Pakistan started the new calendar year with strong foreign interest in domestic bonds, as inflows into treasury bills (T-bills) during the first 16 days of January reached $114.7 million. Outflows during the same period stood at $18.5 million, according to data released by the State Bank of Pakistan (SBP).
This marked the largest monthly inflow in over six and a half months, highlighting a preference among foreign investors for government securities over the equity market, which continued to experience net outflows. During the same period, foreign investment in equities amounted to just $17 million against $61.5 million in outflows.
While T-bills attracted record inflows, foreign direct investment (FDI) in Pakistan declined sharply during the first half of fiscal year 2026, falling 43% to $808 million from $1.425 billion in the same period last year.
Overall, T-bill inflows for the first six and a half months of FY26 reached $625 million, with outflows of $408 million.
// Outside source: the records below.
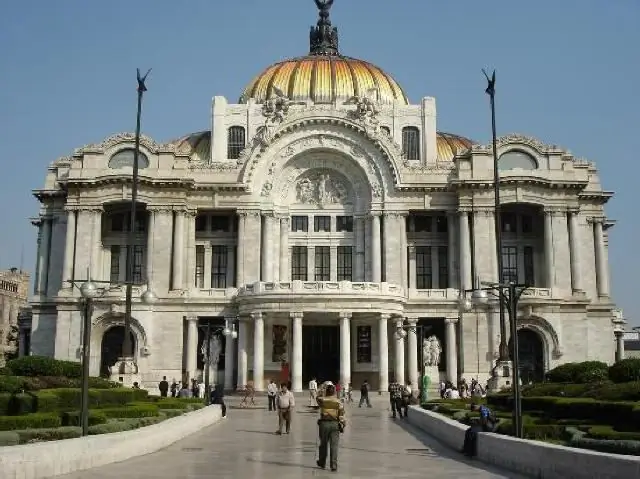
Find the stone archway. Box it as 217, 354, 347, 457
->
100, 326, 138, 378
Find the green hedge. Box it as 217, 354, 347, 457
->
546, 361, 609, 384
609, 358, 640, 383
0, 413, 62, 431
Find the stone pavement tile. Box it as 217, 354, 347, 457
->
59, 404, 517, 479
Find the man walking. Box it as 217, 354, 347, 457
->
316, 383, 346, 471
267, 379, 278, 412
389, 379, 403, 419
158, 376, 169, 398
276, 383, 296, 435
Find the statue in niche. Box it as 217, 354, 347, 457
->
422, 336, 442, 367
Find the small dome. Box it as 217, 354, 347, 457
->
240, 55, 409, 105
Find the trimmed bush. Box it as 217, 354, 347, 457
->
99, 404, 160, 418
546, 361, 609, 384
60, 410, 107, 427
609, 358, 640, 383
0, 413, 62, 431
13, 426, 82, 444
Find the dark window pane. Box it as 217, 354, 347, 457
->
416, 246, 433, 289
338, 246, 353, 281
291, 216, 309, 233
336, 216, 353, 233
313, 216, 331, 233
227, 126, 245, 160
291, 246, 307, 281
314, 246, 331, 281
211, 245, 228, 288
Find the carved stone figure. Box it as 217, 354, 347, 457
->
422, 336, 442, 366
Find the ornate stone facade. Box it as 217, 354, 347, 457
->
30, 1, 615, 390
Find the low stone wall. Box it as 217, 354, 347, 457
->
408, 406, 640, 479
0, 406, 222, 479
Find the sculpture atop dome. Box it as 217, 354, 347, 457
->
309, 0, 340, 55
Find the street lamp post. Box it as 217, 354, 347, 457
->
119, 69, 151, 375
204, 319, 238, 406
482, 70, 509, 363
461, 282, 528, 438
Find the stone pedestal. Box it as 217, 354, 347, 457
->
110, 358, 142, 388
489, 361, 513, 392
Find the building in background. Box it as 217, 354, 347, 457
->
30, 1, 617, 390
0, 268, 30, 367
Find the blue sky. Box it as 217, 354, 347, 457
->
0, 0, 640, 324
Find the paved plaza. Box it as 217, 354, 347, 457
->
60, 400, 517, 479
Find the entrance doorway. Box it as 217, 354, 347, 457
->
518, 328, 544, 384
302, 325, 340, 385
100, 326, 136, 378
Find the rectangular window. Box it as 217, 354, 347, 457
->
314, 246, 331, 281
291, 248, 307, 281
336, 216, 353, 233
416, 246, 433, 289
438, 246, 449, 289
338, 246, 353, 281
125, 245, 144, 284
211, 245, 228, 288
313, 216, 331, 233
211, 216, 229, 233
502, 246, 518, 283
109, 244, 121, 283
291, 216, 309, 233
413, 215, 431, 233
523, 246, 536, 286
194, 244, 204, 289
356, 326, 371, 363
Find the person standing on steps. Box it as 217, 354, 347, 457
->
316, 384, 347, 471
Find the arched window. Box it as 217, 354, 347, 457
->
402, 126, 420, 160
227, 126, 245, 160
109, 148, 149, 170
498, 150, 538, 171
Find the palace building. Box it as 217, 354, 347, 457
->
26, 4, 620, 391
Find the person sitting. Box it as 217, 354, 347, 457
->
462, 403, 497, 457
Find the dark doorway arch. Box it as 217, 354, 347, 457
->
518, 328, 544, 384
100, 326, 137, 377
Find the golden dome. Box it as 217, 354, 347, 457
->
240, 0, 409, 105
240, 55, 409, 105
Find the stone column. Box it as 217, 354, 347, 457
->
187, 316, 198, 380
593, 218, 609, 297
280, 216, 291, 281
340, 311, 351, 387
260, 212, 275, 282
393, 318, 405, 384
408, 246, 418, 290
569, 211, 582, 292
371, 211, 382, 283
251, 312, 264, 391
235, 211, 247, 288
224, 316, 236, 391
238, 318, 249, 389
613, 331, 624, 362
378, 314, 389, 392
62, 210, 76, 288
407, 319, 420, 391
459, 210, 473, 289
447, 213, 458, 289
444, 318, 458, 384
290, 313, 303, 393
544, 210, 555, 288
145, 209, 156, 289
91, 208, 104, 280
171, 211, 184, 290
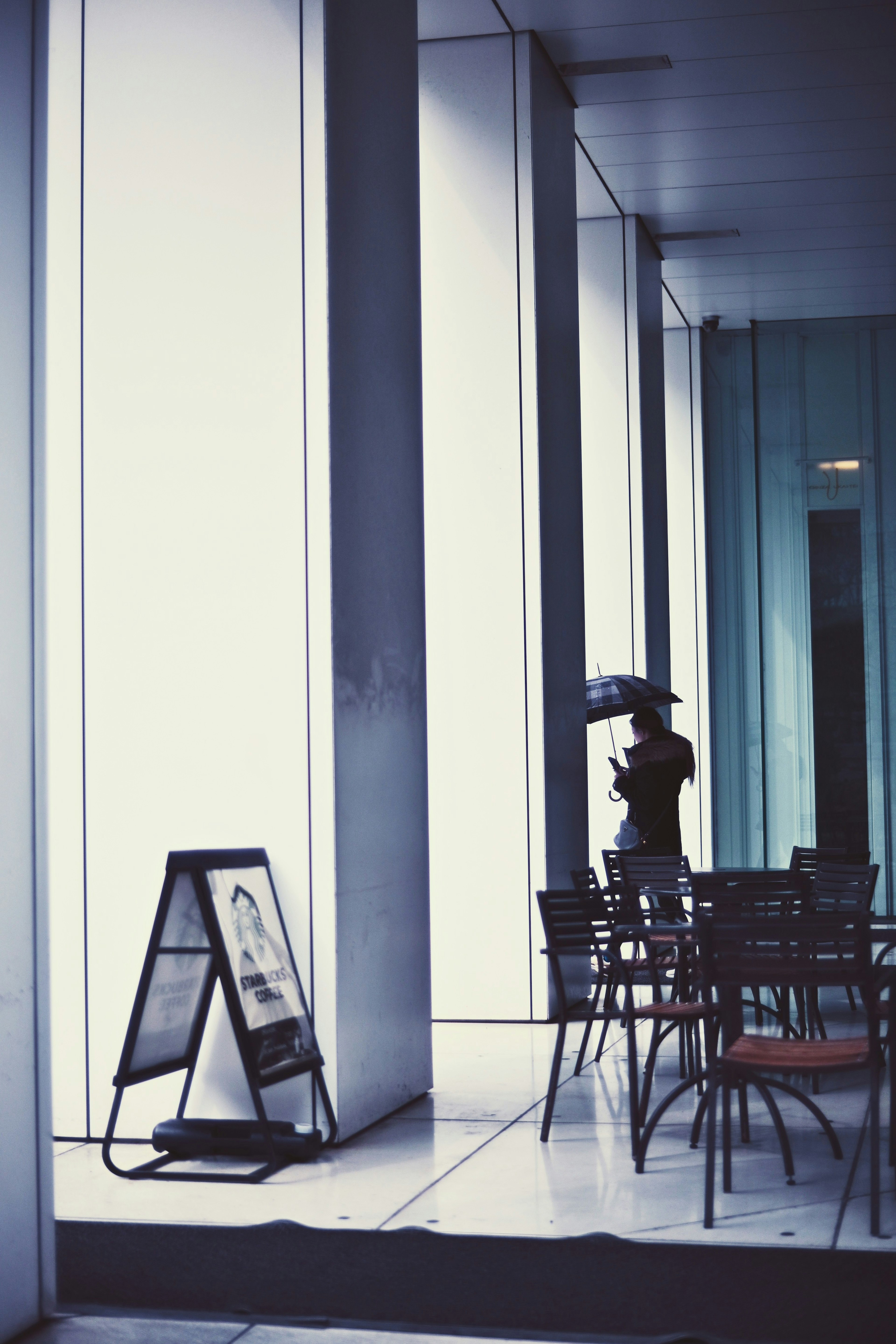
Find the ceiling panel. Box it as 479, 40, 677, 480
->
575, 143, 619, 219
674, 263, 896, 293
662, 243, 892, 282
416, 0, 508, 42
579, 115, 896, 167
567, 51, 893, 108
610, 173, 896, 218
502, 0, 888, 32
575, 87, 896, 138
596, 150, 896, 200
424, 0, 896, 329
540, 5, 896, 69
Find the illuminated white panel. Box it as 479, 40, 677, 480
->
83, 0, 309, 1136
419, 36, 529, 1017
662, 328, 709, 868
579, 218, 634, 871
44, 0, 87, 1134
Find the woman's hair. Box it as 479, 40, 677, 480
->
631, 708, 665, 733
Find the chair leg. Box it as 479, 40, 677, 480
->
541, 1021, 567, 1144
594, 976, 619, 1065
690, 1087, 709, 1148
634, 1078, 708, 1173
626, 997, 641, 1160
700, 1068, 717, 1227
721, 1075, 731, 1195
869, 1051, 880, 1236
749, 1078, 797, 1185
638, 1017, 660, 1129
738, 1078, 749, 1144
574, 972, 603, 1078
763, 1078, 844, 1161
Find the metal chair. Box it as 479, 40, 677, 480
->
536, 891, 622, 1144
618, 851, 690, 923
809, 859, 880, 1016
696, 914, 881, 1235
607, 925, 716, 1172
600, 849, 625, 892
790, 844, 871, 878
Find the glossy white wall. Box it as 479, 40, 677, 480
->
419, 35, 587, 1019
419, 35, 531, 1017
0, 0, 55, 1340
47, 0, 431, 1137
579, 216, 634, 855
48, 0, 317, 1134
664, 327, 712, 868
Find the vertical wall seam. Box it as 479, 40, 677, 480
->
862, 328, 895, 915
688, 327, 703, 864
298, 0, 317, 1125
28, 4, 44, 1314
510, 31, 535, 1020
78, 0, 90, 1138
749, 317, 768, 868
622, 227, 634, 676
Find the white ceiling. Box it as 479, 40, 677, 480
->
418, 0, 896, 328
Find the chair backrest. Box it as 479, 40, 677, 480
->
600, 849, 622, 891
536, 891, 594, 953
790, 844, 871, 878
810, 863, 880, 914
618, 851, 690, 895
696, 914, 873, 996
692, 882, 806, 919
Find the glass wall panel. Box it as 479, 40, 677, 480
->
704, 332, 764, 867
705, 318, 896, 910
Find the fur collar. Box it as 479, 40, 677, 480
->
623, 731, 694, 784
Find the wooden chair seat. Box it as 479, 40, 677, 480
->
634, 1003, 719, 1021
721, 1032, 869, 1074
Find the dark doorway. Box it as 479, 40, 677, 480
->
809, 508, 868, 849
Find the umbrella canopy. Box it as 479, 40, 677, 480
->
584, 676, 681, 723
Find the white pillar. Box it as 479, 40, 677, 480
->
420, 34, 587, 1019
0, 0, 55, 1340
47, 0, 431, 1138
304, 0, 433, 1137
625, 215, 670, 699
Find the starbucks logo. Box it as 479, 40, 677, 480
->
230, 887, 267, 962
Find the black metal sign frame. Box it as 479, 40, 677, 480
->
102, 849, 336, 1184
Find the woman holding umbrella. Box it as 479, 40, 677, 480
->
612, 708, 694, 853
586, 669, 694, 853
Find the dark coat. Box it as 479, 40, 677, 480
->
614, 730, 694, 853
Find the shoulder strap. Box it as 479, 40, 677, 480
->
641, 785, 681, 844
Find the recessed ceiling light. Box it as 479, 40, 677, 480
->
557, 56, 672, 75
653, 228, 740, 243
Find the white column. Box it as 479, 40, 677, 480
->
664, 325, 712, 867
420, 35, 587, 1017
625, 215, 670, 699
302, 0, 433, 1137
579, 216, 634, 855
0, 0, 55, 1340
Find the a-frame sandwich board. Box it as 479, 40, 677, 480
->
102, 849, 336, 1183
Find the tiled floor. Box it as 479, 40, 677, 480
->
21, 1316, 551, 1344
56, 996, 896, 1247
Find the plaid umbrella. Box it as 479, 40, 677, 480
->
584, 676, 681, 723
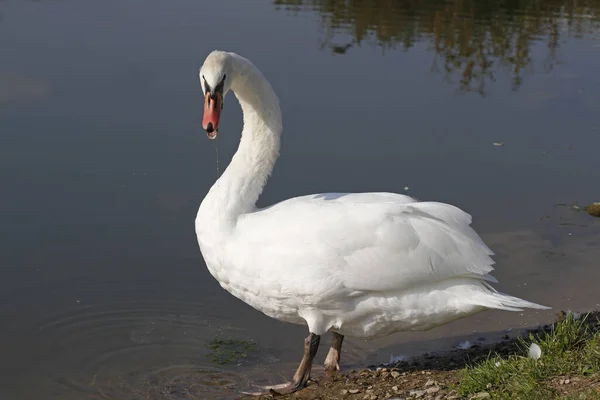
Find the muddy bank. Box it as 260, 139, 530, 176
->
251, 312, 600, 400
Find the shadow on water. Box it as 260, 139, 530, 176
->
274, 0, 600, 96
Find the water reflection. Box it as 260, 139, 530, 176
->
274, 0, 600, 95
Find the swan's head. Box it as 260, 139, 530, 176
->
200, 51, 233, 139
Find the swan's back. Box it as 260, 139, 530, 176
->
231, 193, 495, 297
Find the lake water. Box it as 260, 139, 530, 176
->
0, 0, 600, 400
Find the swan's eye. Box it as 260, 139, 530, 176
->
215, 74, 227, 93
202, 75, 210, 94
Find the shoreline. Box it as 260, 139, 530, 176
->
254, 311, 600, 400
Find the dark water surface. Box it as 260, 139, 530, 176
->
0, 0, 600, 400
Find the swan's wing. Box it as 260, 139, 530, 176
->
232, 193, 494, 295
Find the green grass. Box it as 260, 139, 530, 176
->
458, 313, 600, 400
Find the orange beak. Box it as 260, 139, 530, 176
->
202, 92, 223, 139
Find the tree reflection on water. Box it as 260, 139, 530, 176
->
274, 0, 600, 95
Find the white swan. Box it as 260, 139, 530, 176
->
196, 51, 548, 393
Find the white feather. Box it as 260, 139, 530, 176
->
196, 52, 547, 337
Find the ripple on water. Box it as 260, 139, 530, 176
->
29, 302, 275, 400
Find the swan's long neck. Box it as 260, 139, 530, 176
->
196, 57, 282, 232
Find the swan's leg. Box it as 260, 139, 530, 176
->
325, 332, 344, 372
269, 333, 321, 395
242, 333, 321, 396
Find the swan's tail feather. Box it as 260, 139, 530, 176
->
477, 282, 552, 311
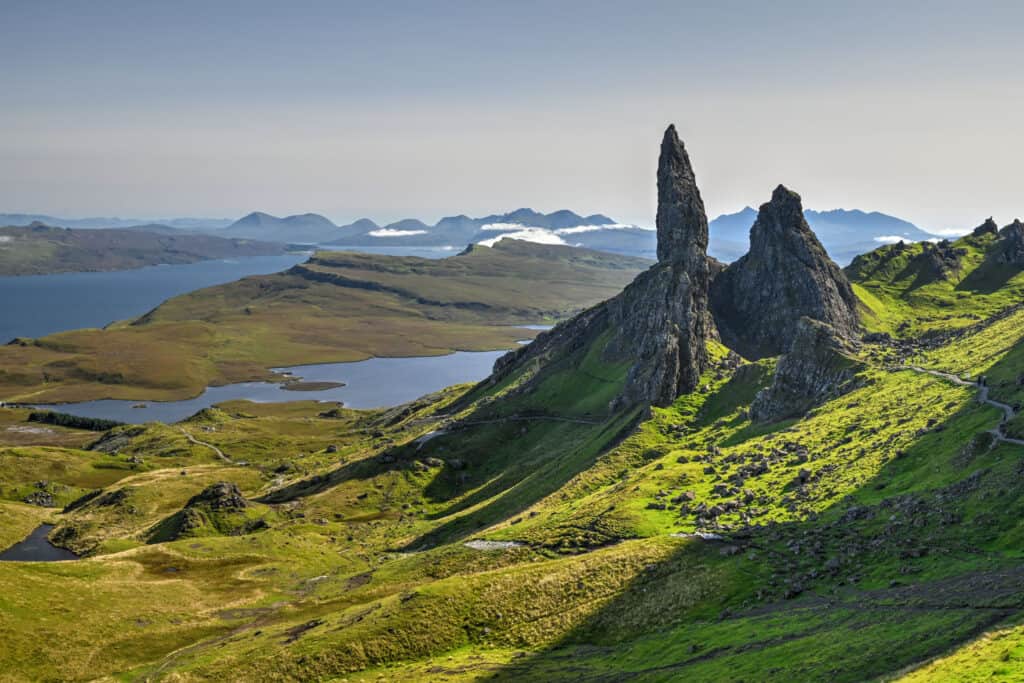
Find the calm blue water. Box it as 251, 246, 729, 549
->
37, 351, 505, 423
0, 254, 308, 344
0, 524, 78, 562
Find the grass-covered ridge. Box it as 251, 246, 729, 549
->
0, 240, 647, 401
0, 224, 285, 275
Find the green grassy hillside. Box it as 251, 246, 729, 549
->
845, 231, 1024, 337
0, 227, 1024, 682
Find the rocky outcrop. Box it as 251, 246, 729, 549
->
751, 317, 863, 422
910, 240, 967, 285
995, 219, 1024, 266
607, 126, 711, 405
488, 126, 712, 408
185, 481, 249, 510
971, 222, 999, 238
711, 185, 859, 358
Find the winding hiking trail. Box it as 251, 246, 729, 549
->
178, 427, 234, 465
904, 366, 1024, 445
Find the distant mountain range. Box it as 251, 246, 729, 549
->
0, 213, 232, 231
0, 207, 936, 265
709, 207, 938, 265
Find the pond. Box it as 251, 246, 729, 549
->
40, 351, 506, 424
0, 524, 78, 562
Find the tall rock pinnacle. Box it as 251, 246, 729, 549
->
490, 126, 711, 410
656, 126, 708, 267
711, 185, 859, 358
609, 125, 711, 405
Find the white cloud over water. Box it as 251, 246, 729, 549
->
370, 227, 427, 238
480, 225, 566, 247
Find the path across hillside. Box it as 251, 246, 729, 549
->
905, 366, 1024, 445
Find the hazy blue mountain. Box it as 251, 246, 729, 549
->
319, 208, 626, 254
221, 211, 340, 244
0, 213, 231, 231
709, 207, 935, 265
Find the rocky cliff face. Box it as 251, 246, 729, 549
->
996, 219, 1024, 265
751, 317, 862, 422
910, 240, 967, 285
608, 126, 711, 405
711, 185, 859, 358
492, 126, 712, 408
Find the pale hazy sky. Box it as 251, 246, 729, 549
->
0, 0, 1024, 229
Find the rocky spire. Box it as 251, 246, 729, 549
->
610, 125, 711, 405
490, 126, 711, 410
711, 185, 859, 358
656, 125, 708, 268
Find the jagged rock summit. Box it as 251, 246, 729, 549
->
711, 185, 859, 358
751, 317, 863, 422
490, 126, 711, 410
996, 218, 1024, 265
In comparison, equity market inflows totaled $164 million, while outflows stood at $459 million.
Financial analysts attributed the robust T-bill inflows to a stable exchange rate, which has encouraged investors to repatriate profits and capital with minimal currency risk. The largest inflows during the first 16 days of January came from Bahrain ($48 million), followed by Singapore ($28 million), the UAE ($15 million), and the UK ($13 million).
Despite a decline in T-bill rates during the last two auctions, foreign demand remained strong. On January 21, the SBP reduced yields on one-month papers by 31 basis points to 9.8%, three-month papers by 26 basis points to 9.89%, six-month papers by 22 basis points to 9.94%, and 12-month papers by 16 basis points to 10%. In the previous auction on January 8, yields were cut across all maturities by 29-34 basis points.
Some experts attributed the strong inflows to perceived macroeconomic stability. Faisal Mamsa, CEO of Tresmark, said Pakistan appears stable on the surface, with declining inflation, improving foreign exchange reserves, a steady exchange rate, and the KSE-100 index approaching 190,000 points.
However, he noted that economic growth remained a concern, with the cost of doing business about 34% higher than regional peers and exports remaining stagnant.
A report by Topline Securities highlighted factors supporting economic resilience, including easing inflation, record expected remittances of $40 billion, improving reserves, and a 10% growth in large-scale manufacturing. Inflation fell to an average of 3.5%, creating room for monetary easing, while T-bill yields trended lower over the past six months.